Bugonia Can't Possibly Be Weirder Than the Science Fiction Psychodrama It's Based On
Aegean avant-garde director Yorgos Lanthimos is known for distinctly odd movies. His unique screenplays are weird, for instance The Lobster, a film where single people must partner up or risk being turned into animals. When he adapts existing material, he tends to draw from original works that’s rather eccentric too — odder, perhaps, than the version he creates. Such was the situation for last year's Poor Things, a film version of Alasdair Gray’s wonderfully twisted novel, a pro-female, sex-positive take on Frankenstein. The director's adaptation is good, but partially, his unique brand of eccentricity and the novelist's cancel each other out.
Lanthimos’ Next Pick
His following selection to bring to screen similarly emerged from unexpected territory. The basis for Bugonia, his recent project alongside leading actress Emma Stone, was 2004’s Save the Green Planet!, a confounding Korean genre stew of science fiction, black comedy, horror, irony, psychological thriller, and cop drama. It's an unusual piece less because of what it’s about — although that's highly unconventional — but due to the wild intensity of its tone and directorial method. It’s a wild, wild ride.
A New Wave of Filmmaking
It seems there was a certain energy within the country at the start of the millennium. Save the Green Planet!, written and directed by Jang Joon-hwan, belonged to an explosion of stylistically bold, boundary-pushing movies by emerging talents of filmmakers including Bong Joon Ho and Park Chan-wook. It came out the same year as the director's Memories of Murder and the filmmaker's Oldboy. Save the Green Planet! doesn't quite match up as those two crime masterpieces, but it shares many traits with them: extreme violence, morbid humor, sharp societal critique, and defying expectations.
The Story Develops
Save the Green Planet! focuses on a troubled protagonist who abducts a chemical-company executive, thinking he's a being originating in another galaxy, intent on world domination. At first, that idea is presented as farce, and the young man, Lee Byeong-gu (the actor Shin from Park’s Joint Security Area and Sympathy for Mr. Vengeance), appears as a charmingly misguided figure. Together with his childlike circus-performer girlfriend Su-ni (the star) wear slick rainwear and bizarre masks encrusted with psyche-protection gear, and employ balm for defense.

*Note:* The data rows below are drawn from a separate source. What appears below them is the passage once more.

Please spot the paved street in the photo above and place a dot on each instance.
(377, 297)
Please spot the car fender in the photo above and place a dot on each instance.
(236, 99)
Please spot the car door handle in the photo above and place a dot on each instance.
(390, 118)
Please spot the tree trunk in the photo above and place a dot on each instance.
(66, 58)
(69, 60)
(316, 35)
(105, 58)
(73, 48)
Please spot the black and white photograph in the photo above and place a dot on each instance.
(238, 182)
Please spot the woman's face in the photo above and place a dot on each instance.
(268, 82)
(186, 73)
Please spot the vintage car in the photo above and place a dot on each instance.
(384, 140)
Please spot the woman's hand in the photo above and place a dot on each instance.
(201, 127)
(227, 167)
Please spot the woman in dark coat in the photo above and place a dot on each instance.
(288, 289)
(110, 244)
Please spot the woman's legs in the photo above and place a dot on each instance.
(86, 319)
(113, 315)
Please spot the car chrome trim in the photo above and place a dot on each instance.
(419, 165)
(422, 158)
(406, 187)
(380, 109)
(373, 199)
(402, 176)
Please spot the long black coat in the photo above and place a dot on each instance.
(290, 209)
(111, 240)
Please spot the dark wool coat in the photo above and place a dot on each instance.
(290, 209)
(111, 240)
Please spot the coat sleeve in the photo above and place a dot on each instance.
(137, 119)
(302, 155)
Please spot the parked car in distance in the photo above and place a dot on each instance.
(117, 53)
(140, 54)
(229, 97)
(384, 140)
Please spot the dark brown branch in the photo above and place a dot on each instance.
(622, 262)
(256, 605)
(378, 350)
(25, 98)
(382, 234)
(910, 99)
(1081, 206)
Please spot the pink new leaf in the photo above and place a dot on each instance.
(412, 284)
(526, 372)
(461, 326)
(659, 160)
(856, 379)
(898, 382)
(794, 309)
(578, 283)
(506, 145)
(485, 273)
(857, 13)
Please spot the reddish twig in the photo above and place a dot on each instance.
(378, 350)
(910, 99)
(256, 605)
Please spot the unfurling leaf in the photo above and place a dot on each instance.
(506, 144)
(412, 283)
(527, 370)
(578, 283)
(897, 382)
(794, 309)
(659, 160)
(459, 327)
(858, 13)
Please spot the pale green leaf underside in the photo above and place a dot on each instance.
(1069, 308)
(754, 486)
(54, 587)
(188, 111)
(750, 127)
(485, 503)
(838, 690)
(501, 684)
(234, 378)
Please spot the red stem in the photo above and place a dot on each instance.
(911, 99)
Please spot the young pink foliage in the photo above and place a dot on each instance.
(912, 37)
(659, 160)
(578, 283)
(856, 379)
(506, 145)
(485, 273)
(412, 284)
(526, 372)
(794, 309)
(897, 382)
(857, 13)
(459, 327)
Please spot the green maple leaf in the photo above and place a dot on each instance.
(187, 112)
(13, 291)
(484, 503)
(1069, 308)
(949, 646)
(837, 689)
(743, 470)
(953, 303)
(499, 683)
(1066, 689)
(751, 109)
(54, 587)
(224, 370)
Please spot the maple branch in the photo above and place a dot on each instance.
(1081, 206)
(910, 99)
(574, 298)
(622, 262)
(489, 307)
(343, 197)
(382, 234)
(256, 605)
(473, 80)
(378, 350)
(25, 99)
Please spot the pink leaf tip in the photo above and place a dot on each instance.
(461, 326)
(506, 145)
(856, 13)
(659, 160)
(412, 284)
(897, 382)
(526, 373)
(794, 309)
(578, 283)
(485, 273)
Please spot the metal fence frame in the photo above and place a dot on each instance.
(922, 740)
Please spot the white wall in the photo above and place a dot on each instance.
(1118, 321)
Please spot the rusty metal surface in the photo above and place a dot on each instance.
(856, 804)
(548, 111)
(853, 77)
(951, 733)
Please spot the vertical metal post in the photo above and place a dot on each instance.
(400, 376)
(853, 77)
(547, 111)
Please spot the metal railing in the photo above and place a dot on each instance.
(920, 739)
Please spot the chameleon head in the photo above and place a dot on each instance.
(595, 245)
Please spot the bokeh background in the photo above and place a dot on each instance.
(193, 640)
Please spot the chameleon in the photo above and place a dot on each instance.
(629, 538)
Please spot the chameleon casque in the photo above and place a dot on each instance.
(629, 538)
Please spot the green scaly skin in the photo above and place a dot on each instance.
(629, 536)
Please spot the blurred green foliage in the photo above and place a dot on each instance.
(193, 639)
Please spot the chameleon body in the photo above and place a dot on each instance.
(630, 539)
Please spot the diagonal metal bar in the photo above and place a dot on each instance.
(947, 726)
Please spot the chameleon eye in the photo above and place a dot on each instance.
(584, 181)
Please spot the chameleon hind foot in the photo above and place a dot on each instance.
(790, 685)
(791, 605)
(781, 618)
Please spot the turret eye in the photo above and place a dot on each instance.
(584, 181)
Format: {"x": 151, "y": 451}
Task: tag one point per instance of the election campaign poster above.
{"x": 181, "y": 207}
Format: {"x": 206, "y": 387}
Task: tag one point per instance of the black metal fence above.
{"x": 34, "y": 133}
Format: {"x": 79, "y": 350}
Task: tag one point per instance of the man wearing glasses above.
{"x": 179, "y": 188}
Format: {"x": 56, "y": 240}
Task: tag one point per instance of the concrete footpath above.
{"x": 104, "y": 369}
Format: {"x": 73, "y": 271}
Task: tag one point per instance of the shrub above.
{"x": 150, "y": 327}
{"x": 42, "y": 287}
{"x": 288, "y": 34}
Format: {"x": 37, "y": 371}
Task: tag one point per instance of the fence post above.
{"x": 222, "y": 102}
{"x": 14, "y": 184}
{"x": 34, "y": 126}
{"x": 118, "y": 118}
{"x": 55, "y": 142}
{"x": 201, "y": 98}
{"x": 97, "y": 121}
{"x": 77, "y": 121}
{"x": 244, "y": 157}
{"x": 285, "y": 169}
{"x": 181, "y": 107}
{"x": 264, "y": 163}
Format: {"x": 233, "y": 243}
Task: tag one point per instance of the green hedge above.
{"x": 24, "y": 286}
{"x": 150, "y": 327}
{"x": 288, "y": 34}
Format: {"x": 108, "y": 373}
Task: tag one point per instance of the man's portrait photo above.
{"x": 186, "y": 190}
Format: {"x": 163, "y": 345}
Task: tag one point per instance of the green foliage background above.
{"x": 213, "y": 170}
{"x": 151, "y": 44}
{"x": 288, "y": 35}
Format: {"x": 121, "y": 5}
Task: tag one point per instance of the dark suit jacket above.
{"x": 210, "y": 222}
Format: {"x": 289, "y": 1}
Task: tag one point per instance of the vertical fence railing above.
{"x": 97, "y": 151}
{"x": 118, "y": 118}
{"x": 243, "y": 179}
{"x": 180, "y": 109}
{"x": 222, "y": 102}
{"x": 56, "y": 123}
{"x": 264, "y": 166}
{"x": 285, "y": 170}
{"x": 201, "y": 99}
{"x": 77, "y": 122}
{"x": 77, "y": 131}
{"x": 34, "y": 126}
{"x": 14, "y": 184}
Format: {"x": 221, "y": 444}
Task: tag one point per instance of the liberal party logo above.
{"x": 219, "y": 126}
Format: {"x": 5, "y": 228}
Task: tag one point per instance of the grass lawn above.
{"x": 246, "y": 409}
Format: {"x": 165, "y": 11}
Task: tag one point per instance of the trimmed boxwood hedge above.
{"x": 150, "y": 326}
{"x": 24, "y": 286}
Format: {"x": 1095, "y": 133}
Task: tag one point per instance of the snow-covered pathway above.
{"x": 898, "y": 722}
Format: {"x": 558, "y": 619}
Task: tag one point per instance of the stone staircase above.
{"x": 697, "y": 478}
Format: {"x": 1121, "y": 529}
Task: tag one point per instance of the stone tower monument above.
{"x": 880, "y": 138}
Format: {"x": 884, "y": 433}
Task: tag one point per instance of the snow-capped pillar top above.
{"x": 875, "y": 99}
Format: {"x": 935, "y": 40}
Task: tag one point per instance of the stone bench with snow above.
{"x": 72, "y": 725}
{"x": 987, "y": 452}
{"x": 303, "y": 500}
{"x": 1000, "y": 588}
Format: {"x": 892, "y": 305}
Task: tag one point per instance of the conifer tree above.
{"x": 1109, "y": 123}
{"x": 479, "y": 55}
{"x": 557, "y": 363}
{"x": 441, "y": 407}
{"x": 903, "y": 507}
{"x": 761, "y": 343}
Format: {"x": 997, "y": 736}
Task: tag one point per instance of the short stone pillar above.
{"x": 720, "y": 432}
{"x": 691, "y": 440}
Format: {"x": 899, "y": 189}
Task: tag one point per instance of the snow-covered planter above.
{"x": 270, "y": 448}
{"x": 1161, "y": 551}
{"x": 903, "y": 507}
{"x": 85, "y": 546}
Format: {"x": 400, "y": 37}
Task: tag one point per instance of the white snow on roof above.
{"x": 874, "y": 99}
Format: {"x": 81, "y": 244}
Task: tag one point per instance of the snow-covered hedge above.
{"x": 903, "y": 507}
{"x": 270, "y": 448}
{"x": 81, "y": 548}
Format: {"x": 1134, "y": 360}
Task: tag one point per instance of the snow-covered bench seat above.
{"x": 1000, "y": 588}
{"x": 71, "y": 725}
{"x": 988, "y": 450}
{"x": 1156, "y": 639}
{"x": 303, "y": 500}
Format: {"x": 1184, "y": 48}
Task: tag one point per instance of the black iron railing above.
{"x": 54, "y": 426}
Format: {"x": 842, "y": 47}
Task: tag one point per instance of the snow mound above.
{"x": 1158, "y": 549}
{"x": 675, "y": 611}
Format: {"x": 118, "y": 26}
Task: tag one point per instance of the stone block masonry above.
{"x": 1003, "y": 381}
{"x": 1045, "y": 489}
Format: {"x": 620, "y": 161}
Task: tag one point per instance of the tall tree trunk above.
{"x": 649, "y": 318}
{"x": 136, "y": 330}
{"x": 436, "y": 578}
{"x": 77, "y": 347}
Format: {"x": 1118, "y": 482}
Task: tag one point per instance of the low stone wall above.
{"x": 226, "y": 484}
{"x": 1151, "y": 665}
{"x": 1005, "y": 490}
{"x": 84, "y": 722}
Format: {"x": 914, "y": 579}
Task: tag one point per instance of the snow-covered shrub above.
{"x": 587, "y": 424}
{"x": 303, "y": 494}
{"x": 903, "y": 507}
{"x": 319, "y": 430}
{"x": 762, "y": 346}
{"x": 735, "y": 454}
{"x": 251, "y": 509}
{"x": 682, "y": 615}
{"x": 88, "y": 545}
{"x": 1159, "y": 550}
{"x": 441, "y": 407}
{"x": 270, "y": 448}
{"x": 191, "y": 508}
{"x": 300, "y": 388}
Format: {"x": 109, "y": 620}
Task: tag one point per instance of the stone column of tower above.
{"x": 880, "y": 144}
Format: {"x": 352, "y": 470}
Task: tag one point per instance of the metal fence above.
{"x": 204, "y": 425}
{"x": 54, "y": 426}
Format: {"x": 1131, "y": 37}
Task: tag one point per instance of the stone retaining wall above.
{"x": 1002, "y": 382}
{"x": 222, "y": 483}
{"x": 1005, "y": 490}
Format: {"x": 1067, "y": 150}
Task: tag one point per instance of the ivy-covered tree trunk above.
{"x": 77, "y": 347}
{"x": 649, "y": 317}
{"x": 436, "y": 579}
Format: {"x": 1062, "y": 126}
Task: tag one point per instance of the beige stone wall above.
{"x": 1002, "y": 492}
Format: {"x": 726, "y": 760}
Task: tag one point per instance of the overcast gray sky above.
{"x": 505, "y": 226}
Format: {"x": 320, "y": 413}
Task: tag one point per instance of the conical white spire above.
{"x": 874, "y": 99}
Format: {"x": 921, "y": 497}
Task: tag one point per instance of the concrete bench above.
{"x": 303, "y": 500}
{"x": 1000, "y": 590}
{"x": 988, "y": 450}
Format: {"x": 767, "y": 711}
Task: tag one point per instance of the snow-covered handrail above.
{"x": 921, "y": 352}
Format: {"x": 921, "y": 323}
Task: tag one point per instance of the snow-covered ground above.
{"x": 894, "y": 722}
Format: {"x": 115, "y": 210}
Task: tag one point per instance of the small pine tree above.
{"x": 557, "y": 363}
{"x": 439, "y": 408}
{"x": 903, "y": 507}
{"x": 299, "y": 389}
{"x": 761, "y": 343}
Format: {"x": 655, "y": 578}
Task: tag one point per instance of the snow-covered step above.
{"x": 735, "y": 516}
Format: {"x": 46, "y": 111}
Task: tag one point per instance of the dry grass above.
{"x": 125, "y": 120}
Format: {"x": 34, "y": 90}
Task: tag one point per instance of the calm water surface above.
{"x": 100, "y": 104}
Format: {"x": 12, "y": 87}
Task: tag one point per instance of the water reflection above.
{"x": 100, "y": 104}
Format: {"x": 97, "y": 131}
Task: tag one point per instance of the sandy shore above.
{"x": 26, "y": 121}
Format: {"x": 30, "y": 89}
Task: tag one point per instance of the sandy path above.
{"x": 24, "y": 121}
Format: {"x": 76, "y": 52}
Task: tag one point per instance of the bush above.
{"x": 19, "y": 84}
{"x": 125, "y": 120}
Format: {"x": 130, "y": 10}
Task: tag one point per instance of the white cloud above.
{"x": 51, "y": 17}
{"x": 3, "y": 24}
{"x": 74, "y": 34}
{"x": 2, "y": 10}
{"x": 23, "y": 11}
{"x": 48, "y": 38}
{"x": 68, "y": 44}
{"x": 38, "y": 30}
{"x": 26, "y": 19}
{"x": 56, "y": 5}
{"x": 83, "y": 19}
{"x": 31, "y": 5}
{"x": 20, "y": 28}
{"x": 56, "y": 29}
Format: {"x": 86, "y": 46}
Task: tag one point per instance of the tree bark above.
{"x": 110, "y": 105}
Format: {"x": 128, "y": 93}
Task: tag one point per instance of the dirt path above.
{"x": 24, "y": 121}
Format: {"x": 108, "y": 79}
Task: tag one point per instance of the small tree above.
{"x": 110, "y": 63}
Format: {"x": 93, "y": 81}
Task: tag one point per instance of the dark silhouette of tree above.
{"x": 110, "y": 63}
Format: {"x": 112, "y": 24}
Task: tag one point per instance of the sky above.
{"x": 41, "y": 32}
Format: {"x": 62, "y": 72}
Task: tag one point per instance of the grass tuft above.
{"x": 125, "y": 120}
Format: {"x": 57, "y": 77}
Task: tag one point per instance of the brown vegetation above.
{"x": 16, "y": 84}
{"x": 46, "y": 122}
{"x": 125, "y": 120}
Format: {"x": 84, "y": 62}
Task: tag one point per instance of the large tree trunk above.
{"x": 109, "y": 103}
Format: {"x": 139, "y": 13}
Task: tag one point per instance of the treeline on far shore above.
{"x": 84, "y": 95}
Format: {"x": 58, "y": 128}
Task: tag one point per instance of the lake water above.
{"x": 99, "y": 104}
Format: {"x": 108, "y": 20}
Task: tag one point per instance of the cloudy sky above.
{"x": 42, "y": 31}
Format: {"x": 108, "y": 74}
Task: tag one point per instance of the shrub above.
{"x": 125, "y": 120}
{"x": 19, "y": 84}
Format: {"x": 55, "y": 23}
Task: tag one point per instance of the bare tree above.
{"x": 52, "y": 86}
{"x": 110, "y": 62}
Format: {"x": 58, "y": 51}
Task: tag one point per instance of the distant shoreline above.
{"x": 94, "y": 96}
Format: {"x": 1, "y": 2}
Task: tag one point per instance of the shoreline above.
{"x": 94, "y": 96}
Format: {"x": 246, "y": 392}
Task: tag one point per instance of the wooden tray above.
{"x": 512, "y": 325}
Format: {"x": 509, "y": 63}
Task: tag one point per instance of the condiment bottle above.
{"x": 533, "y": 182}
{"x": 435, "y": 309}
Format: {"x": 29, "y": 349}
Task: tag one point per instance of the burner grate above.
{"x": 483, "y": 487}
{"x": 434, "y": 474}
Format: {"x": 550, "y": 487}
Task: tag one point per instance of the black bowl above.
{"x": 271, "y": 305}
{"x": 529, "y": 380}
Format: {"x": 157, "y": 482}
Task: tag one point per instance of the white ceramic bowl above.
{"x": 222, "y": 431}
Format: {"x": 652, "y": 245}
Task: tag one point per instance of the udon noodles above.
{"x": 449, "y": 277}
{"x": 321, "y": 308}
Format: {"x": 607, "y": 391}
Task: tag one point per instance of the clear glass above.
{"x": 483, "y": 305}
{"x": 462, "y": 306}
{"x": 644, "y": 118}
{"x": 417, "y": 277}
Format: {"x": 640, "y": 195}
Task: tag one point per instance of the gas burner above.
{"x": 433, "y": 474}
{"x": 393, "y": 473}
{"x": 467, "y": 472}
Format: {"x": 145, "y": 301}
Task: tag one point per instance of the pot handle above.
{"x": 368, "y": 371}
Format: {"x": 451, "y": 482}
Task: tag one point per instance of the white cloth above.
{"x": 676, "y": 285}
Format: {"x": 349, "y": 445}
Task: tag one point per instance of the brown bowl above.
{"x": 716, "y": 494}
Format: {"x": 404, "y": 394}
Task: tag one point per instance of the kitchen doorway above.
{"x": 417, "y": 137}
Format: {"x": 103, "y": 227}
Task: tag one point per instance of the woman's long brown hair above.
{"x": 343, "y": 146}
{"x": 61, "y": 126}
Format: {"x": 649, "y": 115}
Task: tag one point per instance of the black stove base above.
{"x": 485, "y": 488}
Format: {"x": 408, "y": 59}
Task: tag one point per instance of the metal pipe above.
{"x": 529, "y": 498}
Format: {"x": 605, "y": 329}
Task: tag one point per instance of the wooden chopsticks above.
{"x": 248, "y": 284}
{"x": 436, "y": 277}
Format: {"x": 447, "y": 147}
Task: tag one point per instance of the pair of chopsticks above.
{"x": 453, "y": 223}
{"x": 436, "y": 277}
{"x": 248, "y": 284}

But they do succeed in kidnapping intoxicated executive Kang Man-shik (the performer) and bringing him to the protagonist's isolated home, a dilapidated building assembled in a former excavation in a rural area, home to his apiary.
A Descent into Darkness
Moving forward, the narrative turns into increasingly disturbing. Lee fastens Kang onto a crude contraption and physically abuses him while spouting bizarre plots, ultimately forcing the gentle Su-ni away. Yet the captive is resilient; fueled entirely by the conviction of his own superiority, he can and will to endure terrifying trials to attempt an exit and exert power over the disturbed younger man. At the same time, a comically inadequate manhunt for the kidnapper begins. The detectives' foolishness and lack of skill echoes Memories of Murder, although it’s not so clearly intentional in a movie with a plot that comes off as rushed and spontaneous.
A Frenetic Journey
Save the Green Planet! plunges forward relentlessly, driven by its wild momentum, trampling genre norms underfoot, well past one would assume it to either settle down or lose energy. At moments it appears like a serious story about mental health and pharmaceutical abuse; in parts it transforms into a symbolic tale regarding the indifference of the economic system; in turns it's a dirty, tense scare-fest or a sloppy cop movie. The filmmaker brings the same level of intense focus throughout, and the lead actor is excellent, even though the character of Byeong-gu constantly changes between savant prophet, endearing eccentric, and terrifying psycho as required by the narrative's fluidity across style, angle, and events. I think this is intentional, not a mistake, but it might feel quite confusing.
Intentional Disorientation
It's plausible Jang aimed to confuse viewers, indeed. Like so many Korean films from that era, Save the Green Planet! draws energy from a gleeful, maximalist disrespect for artistic rules on one side, and a quite sincere anger about societal brutality in another respect. It’s a roaring expression of a culture establishing its international presence alongside fresh commercial and cultural freedoms. It will be fascinating to observe how Lanthimos views the same story from contemporary America — perhaps, an opposite perspective.
Save the Green Planet! is accessible for viewing for free.